Thursday, 21 Nov 2024

From Encyclopedic Collector to ‘Wikipedian-at-Large’

AUCKLAND, New Zealand — In the grand library of the Auckland War Memorial Museum on a Saturday morning in August, a small group of new and slightly nervous Wikipedia editors gathered for a day of training that would arm them to tackle New Zealand’s lackluster representation on the crowdsourced online encyclopedia.

Leading the so-called Wikiblitz was New Zealand’s official Wikipedian-at-Large, Mike Dickison, 49, who has in some senses been preparing his entire life for this post. As a collector of things and knowledge, he has pursued a string of enthusiasms, beginning with insects, shells and feathers (he put together his own museum as a boy), then giant flightless birds (a Ph.D. on those), that ended, appropriately enough, with a job as the natural history curator at a museum. He once taught a class in knitting as therapy for stressed-out men after a major earthquake.

For the moment, he was involved in something a little less fascinating, guiding the group through the process of adding photos from the museum’s collection to pages on Wikipedia. The new editors — curious members of the public, many of whom had created their accounts the evening before — were mostly women, a fact Mr. Dickison was pleased to note; Wikipedia records its editors as 90 percent male.
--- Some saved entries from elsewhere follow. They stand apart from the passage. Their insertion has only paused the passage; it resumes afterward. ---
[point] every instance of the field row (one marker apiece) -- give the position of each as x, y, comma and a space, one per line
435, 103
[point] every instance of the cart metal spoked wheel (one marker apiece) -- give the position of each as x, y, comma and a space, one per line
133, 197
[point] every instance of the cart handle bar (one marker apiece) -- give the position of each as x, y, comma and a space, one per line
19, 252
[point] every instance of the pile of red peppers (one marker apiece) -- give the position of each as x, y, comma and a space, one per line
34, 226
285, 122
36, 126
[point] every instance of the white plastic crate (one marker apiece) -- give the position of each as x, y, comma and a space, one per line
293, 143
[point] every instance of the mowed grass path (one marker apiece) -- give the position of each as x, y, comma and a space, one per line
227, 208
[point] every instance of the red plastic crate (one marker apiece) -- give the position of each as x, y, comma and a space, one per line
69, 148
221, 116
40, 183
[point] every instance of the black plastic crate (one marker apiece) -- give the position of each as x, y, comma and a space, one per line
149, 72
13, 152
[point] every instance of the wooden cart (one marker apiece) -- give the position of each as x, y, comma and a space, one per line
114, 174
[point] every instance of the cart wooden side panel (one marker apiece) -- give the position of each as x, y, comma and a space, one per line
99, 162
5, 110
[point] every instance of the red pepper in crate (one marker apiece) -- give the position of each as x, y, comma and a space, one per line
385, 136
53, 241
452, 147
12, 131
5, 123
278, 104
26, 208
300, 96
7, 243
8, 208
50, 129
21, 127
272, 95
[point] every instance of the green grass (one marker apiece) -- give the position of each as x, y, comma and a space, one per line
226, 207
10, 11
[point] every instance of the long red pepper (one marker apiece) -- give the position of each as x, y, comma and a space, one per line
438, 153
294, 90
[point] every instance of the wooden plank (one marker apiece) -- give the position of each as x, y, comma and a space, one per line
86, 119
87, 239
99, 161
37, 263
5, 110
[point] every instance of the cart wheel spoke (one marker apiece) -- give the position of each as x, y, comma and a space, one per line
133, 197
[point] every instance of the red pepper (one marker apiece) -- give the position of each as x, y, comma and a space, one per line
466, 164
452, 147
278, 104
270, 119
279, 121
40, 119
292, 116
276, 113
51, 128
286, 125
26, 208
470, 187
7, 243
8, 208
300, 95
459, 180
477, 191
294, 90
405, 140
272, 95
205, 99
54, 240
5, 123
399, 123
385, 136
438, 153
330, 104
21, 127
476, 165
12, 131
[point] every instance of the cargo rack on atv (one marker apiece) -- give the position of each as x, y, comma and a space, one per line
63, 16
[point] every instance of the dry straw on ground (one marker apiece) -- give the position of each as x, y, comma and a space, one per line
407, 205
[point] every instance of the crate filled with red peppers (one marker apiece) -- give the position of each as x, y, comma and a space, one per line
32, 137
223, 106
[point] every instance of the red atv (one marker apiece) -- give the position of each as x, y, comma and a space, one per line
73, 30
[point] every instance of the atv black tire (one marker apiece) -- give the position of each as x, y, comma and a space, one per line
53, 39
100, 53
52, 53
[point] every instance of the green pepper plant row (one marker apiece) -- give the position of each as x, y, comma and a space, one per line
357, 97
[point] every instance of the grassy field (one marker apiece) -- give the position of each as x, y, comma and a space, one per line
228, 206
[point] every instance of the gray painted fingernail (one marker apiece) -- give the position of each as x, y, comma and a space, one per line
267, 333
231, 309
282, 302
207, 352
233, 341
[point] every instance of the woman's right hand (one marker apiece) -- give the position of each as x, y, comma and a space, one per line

“Be bold! Don’t be stymied by worry,” Mr. Dickison told the group, assuring them that early in his Wikipedia career, he had accidentally “blanked” more than one entire page by mistake.

As the country’s roving Wikipedian-at-Large, he is spending a year coaxing New Zealanders to take up volunteer editing on what is the world’s fifth-most-visited website. His salary and travel are funded by a grant from the Wikimedia Foundation, the nonprofit that runs Wikipedia, as part of its investment in “emerging communities” on the site, including New Zealand.

The South Pacific country is underrepresented on Wikipedia, and Mr. Dickison described the state of many of the country’s pages as “dire.”

His skills are self-taught, but Mr. Dickison’s affinity with Wikipedia’s gathering of community knowledge is the culmination of his lifelong obsession with collecting. Growing up in Christchurch, on the South Island of New Zealand, the son of an apprentice boilermaker father — who later ran a sporting goods store — and a homemaker mother, Mr. Dickison felt he was “destined” for a museum curator’s job.

What started as a typical childhood infatuation with dinosaurs developed into a fascination with the moa, a giant flightless bird native to New Zealand, which is now extinct. Mr. Dickison’s father, who had left school at 15, encouraged his son’s enthusiasm for curating. He built the glass display cases where his son could display his treasures in his “museum.”

Even then, Mr. Dickison was irked by the lack of available information about New Zealand’s native fauna.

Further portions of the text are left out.